Grass seed prices drop in 2024 despite last year’s plow-out orders (copy)

Published 8:30 am Friday, July 12, 2024

Plowing out fields of grass seed last year didn’t sufficiently reduce crop supplies to spare Oregon farmers from a price drop this harvest season.

Not only are leftover stocks of grass seed weighing on the market, but consumer demand for the crop is falling short of expectations, according to experts.

“The plow-outs were difficult and not something we like to do,” said Justin Burns, CEO of Barenbrug USA, a seed company in Tangent, Ore. “That probably wouldn’t have solved the whole problem, anyway. Sales have not been what we expected.”

In 2023, large inventories of the crop prompted seed dealers to order growers to plow out roughly 20-30% of their fields, which was meant to bring supplies in line with demand.

Even so, prices in 2024 have plunged more than 20% for tall fescue, to about 90-92 cents per pound, and roughly 13% for perennial ryegrass, which is fetching about $1.03-1.05 per pound.

Farmers and dealers recently struck a deal on prices for these common varieties as part of a formal bargaining agreement, under which grass seed is worth more if it’s certified as meeting quality standards.

“We hope we’re not seeing the beginning of a long tumble,” said Mark Simmons, executive director of the Oregon Grass Seed Bargaining Association, which negotiates with dealers.

Grass seed consumption surged after the COVID outbreak, when people had few spending options other than home and garden investments, but it’s since fallen below pre-pandemic levels, he said.

Food price inflation has diminished budgets for non-essential items among existing homeowners while high interest rates have limited construction of new housing, industry experts say.

Planting and reseeding residential lawns helps drive grass seed sales, which also depend on golf courses, sports fields and other large-scale uses.

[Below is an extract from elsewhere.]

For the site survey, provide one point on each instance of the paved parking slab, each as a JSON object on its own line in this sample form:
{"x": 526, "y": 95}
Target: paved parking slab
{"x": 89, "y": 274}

However, the home-building market isn’t the dominant factor that’s weakening grass seed demand in 2024, at least compared to the major housing downturn in 2008, said Burns, CEO of Barenbrug.

“There’s nothing I can put my finger on and say, this is exactly why consumption is down,” he said. “It’s hard to know exactly what normal is.”

Unless grass seed sales strongly rebound, which is largely out of the control of farmers, the industry must simply cut back on production, experts say.

“We have too many acres compared to what the market will absorb,” said Simmons of the bargaining association.

Perennial ryegrass acreage available for harvest has fallen to 50,000 acres in Oregon this year, down from 62,000 acres in 2022, before plow-outs were ordered, according to USDA.

Turf-type tall fescue acreage available for harvest has dropped to 100,000 acres in 2024, compared to 116,000 acres two years ago, the agency said.

The USDA determined about 10% of this year’s perennial ryegrass acreage and 19% of turf-type tall tall fescue is being grown without a contract.

“Not all of the plow-outs were complied with,” said Simmons.

Some farmers keep their fields planted to grass after their contracts end due to a lack of alternatives, hoping to find a buyer for the seed on the open market, he said.

According to rumors, some seed dealers had trouble getting their farmers to comply with plow-out orders and considered legal action, but Barenbrug did not experience such problems firsthand, Burns said.

“As far as I know, our plow-outs were honored,” he said.

Lower prices are expected to further reduce production, particularly since the cost of raising the crop will exceed prices by up to 13 cents per pound for tall fescue and 14 cents per pound for perennial ryegrass, according to industry experts.

“None of us like to grow things under what it costs to produce them,” said Jayson Hoffman, a farmer near Sherwood, Ore.

Farmers probably didn’t scale back their acreage as much as they should have in recent years, hoping that grass seed demand will bounce back sooner, he said.

Meanwhile, the strong U.S. dollar has hindered shipments of Oregon grass seed to China and other overseas destinations, where competition from Europe, Canada and New Zealand has intensified, Hoffman said.

“Those export markets are getting gobbled up by cheaper currencies,” he said.

The grass seed industry’s hardships have spurred state Rep. Anna Scharf, R-Amity, to send fellow lawmakers a letter asking to expand canola acreage in Oregon’s Willamette Valley.

Canola is currently subject to a 500-acre limit in the region, but Scharf and other canola growers hope to increase production and offer farmers an alternative crop.

“To stop farmland loss, keep family farms in business and allow farmers to retire, we, the Legislature, need to do better,” Scharf’s letter said. “We need to value our grass seed farmers, and all farmers, as much as we value (micro)chips manufacturers and data centers.”

Earlier this year, lawmakers extended the decade-old canola restriction until 2028, but Scharf is pushing to form a work group this September to negotiate lifting the 500-acre acre limit during next year’s legislative session.

Whether or not expanded canola planting proves feasible, farmers do need another crop that’s grown on suitably large acreage as a fallback when grass seed is oversupplied, Simmons said.

“Really, the answer for the Willamette Valley is other rotation crops,” he said.